I’ve added your implementation to the benchmark. My implementation is about 50% faster than yours on JRuby but yours is about 30X faster than mine and @JuanitoFatas’s on CRuby. Again, the performance is highly workload-sensitive, so I suspect your implementation would beat mine on an IO-heavy load, even on JRuby. Very nice. 👏
In case anyone is curious, here’s the functional reactive implementation I came up with:
require "rx_ruby"
times = [5, 3, 1, 2, 4]
source = RxRuby::Observable.from(times).flat_map do |n|
RxRuby::Observable.of(n).delay(n)
end
subscription = source.subscribe { |s| puts s }
loop until Thread.list.size < times.size + 1
subscription.unsubscribe
I’m not an experienced RX programmer, so there’s a good chance I’m doing it completely wrong, but it was a fun exercise to try.
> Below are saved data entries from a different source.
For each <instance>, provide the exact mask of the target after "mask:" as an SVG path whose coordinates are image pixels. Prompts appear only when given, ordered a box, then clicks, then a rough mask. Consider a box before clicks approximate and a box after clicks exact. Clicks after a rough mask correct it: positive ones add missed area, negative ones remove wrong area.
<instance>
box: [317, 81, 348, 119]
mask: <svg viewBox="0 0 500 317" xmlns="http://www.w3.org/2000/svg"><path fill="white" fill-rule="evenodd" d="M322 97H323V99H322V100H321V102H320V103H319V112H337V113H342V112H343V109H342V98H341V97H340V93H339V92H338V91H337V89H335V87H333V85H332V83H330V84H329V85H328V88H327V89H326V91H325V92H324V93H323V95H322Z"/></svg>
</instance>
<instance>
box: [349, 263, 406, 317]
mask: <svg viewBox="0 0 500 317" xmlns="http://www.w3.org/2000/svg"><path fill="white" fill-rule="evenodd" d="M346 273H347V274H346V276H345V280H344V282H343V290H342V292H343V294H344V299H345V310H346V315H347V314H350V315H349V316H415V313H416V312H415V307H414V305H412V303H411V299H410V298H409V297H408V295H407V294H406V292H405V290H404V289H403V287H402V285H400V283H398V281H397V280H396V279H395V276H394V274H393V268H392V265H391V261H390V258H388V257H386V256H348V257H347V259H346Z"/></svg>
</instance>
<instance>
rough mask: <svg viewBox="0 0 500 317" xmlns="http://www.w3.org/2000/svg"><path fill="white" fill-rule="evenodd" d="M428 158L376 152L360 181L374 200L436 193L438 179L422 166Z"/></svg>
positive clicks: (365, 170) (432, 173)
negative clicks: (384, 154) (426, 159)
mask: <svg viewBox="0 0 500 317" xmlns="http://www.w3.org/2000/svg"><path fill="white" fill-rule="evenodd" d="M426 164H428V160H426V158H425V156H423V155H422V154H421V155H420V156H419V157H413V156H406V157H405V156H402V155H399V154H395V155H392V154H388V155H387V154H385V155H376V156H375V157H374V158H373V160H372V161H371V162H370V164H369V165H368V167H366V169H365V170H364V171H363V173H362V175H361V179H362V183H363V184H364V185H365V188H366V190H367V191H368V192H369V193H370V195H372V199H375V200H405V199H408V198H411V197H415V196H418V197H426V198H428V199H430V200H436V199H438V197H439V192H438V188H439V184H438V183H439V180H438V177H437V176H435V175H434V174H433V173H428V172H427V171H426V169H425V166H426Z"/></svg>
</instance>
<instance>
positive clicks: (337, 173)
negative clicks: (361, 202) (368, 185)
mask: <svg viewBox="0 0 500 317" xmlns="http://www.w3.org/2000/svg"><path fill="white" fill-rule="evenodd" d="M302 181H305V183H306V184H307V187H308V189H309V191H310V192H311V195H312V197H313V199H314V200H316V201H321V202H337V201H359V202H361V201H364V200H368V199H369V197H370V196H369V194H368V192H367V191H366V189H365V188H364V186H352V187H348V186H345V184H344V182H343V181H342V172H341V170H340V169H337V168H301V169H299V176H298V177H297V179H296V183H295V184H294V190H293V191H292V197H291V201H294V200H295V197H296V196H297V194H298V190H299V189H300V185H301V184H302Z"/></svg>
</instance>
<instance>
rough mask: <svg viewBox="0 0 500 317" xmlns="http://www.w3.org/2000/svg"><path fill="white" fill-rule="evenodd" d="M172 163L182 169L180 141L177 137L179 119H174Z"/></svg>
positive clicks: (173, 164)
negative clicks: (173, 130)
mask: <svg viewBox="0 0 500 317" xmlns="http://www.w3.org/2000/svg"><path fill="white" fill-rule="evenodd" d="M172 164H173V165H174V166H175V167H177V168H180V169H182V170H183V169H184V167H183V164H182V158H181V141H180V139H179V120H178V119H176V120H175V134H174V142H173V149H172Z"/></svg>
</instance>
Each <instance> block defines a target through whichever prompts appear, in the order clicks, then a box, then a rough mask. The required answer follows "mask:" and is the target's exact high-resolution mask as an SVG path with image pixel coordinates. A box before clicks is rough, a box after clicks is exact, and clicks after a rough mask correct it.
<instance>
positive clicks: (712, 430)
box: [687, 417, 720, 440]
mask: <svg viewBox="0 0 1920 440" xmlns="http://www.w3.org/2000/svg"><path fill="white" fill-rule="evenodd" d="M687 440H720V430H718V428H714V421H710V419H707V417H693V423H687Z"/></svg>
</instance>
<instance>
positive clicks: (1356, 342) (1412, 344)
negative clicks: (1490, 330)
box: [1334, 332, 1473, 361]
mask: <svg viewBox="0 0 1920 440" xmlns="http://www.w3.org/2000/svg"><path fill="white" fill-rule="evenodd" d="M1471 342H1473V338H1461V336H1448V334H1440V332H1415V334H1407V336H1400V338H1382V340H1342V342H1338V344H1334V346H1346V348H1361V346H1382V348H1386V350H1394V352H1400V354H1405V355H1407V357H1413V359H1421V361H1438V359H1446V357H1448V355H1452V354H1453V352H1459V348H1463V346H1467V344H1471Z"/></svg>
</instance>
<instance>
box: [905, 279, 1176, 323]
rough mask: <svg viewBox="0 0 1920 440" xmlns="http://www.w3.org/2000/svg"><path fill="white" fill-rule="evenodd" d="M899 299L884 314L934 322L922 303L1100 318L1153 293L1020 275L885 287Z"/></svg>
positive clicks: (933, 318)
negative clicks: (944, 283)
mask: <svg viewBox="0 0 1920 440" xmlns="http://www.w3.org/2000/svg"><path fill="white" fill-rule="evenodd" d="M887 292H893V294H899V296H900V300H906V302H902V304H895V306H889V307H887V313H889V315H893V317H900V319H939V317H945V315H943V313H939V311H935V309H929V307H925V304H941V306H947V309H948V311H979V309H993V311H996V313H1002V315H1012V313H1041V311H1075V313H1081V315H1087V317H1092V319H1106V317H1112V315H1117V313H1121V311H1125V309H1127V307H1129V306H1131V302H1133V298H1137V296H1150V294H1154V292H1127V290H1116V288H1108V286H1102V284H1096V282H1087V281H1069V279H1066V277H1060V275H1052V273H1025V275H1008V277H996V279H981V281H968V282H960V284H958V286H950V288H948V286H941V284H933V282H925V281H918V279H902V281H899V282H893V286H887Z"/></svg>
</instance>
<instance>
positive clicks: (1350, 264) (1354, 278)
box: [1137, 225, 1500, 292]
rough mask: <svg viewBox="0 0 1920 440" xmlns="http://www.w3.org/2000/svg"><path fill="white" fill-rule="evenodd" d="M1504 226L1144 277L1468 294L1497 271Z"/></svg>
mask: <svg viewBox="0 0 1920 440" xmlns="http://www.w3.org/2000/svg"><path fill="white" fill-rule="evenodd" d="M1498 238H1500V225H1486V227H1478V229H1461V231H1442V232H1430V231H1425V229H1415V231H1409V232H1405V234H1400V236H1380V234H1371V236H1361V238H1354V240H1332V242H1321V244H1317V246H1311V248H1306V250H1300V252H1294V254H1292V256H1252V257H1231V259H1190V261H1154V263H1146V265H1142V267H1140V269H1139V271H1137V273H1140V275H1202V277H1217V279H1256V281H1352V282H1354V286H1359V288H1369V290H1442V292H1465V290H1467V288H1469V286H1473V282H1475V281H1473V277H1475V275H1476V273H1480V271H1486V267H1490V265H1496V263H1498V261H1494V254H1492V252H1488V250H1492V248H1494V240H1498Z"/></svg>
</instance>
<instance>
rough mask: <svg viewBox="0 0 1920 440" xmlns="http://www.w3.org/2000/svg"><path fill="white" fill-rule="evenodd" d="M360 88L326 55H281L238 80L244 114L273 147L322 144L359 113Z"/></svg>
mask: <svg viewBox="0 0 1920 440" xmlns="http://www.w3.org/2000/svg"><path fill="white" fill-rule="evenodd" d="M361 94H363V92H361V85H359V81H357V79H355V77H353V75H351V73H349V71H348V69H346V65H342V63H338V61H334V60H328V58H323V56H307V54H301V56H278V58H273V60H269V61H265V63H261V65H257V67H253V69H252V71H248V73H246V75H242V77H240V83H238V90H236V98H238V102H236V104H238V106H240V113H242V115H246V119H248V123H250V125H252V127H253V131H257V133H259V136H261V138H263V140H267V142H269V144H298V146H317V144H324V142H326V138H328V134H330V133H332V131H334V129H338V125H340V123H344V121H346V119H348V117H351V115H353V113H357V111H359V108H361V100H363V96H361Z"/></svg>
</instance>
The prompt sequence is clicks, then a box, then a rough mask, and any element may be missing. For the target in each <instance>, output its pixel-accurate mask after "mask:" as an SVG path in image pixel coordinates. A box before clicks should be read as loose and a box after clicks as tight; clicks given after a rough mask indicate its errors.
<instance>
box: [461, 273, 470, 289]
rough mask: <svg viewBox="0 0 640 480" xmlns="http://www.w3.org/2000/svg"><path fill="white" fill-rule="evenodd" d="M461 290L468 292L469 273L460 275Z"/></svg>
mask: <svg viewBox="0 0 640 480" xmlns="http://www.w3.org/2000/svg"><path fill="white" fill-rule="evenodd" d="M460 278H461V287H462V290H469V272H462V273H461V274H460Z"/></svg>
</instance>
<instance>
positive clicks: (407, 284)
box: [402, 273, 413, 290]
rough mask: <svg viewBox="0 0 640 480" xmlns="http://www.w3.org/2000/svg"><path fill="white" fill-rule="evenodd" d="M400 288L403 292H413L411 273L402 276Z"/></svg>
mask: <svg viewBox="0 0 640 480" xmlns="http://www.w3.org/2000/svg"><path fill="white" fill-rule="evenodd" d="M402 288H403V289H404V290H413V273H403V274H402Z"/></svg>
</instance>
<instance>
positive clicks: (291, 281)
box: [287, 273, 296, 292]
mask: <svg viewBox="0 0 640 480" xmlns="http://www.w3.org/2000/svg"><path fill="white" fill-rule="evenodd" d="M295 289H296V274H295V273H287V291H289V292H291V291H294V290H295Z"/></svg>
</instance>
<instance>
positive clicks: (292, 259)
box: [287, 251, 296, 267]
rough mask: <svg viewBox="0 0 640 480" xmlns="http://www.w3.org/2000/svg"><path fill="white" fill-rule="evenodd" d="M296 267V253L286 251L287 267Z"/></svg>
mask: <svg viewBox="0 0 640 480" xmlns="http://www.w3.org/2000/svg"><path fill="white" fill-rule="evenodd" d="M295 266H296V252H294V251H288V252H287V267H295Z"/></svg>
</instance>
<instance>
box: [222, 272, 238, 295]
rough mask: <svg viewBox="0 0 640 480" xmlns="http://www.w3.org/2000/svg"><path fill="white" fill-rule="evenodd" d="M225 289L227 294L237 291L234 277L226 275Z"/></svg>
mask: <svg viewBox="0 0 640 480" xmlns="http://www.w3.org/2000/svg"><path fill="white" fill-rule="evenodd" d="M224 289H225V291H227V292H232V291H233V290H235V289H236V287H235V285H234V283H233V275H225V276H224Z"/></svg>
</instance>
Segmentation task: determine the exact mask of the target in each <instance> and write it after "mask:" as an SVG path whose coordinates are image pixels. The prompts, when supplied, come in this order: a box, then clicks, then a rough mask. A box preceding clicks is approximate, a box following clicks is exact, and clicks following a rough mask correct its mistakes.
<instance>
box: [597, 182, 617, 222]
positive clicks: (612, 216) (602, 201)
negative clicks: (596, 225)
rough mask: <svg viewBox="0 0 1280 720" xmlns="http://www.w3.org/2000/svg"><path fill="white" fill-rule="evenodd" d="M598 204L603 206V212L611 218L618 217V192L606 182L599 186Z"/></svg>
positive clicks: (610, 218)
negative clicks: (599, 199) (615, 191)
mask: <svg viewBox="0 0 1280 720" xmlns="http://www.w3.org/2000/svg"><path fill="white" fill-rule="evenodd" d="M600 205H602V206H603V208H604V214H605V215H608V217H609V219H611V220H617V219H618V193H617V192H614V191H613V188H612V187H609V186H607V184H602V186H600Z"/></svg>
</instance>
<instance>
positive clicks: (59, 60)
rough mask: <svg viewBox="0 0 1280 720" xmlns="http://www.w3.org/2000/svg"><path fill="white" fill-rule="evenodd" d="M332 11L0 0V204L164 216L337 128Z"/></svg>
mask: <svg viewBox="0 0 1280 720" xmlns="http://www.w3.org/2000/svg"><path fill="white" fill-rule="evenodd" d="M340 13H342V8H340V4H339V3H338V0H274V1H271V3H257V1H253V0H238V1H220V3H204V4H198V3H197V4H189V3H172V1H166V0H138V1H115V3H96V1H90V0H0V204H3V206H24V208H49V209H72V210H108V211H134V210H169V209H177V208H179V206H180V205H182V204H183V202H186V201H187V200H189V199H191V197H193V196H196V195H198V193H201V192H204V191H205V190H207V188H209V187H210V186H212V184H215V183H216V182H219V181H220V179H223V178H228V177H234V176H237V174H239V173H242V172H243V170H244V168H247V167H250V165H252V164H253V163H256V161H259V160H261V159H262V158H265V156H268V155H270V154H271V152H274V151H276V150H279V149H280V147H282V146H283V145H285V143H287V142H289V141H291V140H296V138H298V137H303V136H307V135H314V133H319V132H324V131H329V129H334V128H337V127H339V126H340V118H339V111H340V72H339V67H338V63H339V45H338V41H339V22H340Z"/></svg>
Ultimately, I had to use the same loop until
hack that I used in the Enumerable
example, which was disappointing, but maybe someone can suggest a more elegant solution.
awesome that was fun @sferik 👏 👏 👏
btw since we're killing threads, I suspect those lambda arguments need to be wrapped with Thread.handle_interrupt
(or are they unrelated?)
folding the lessons here into choonkeat/attache#27 thanks guys
I’ve added a benchmark to the Gist, which computes hashes using
bcrypt
, an algorithm designed to be CPU-intensive, with variable cost. I ran it on my quad-core 2.6 GHz Intel Core i7 under both CRuby 2.3.0-preview2 and JRuby 9.0.4.0. The results of the benchmark have extremely high variance, as you might expect when working with non-deterministic code. On CRuby, the two implementations were comparable, on JRuby my version was many times faster. On a machines with more CPUs/cores, I think the benefits of my implementation would be even more pronounced. I’d encourage you to run the benchmark to see the results for yourself.Since my implementation has comparable performance on CRuby, better performance on JRuby, doesn’t have a race condition or issue with
false
returns, and the code is more readable (less block nesting), I’d say it’s better in the general case.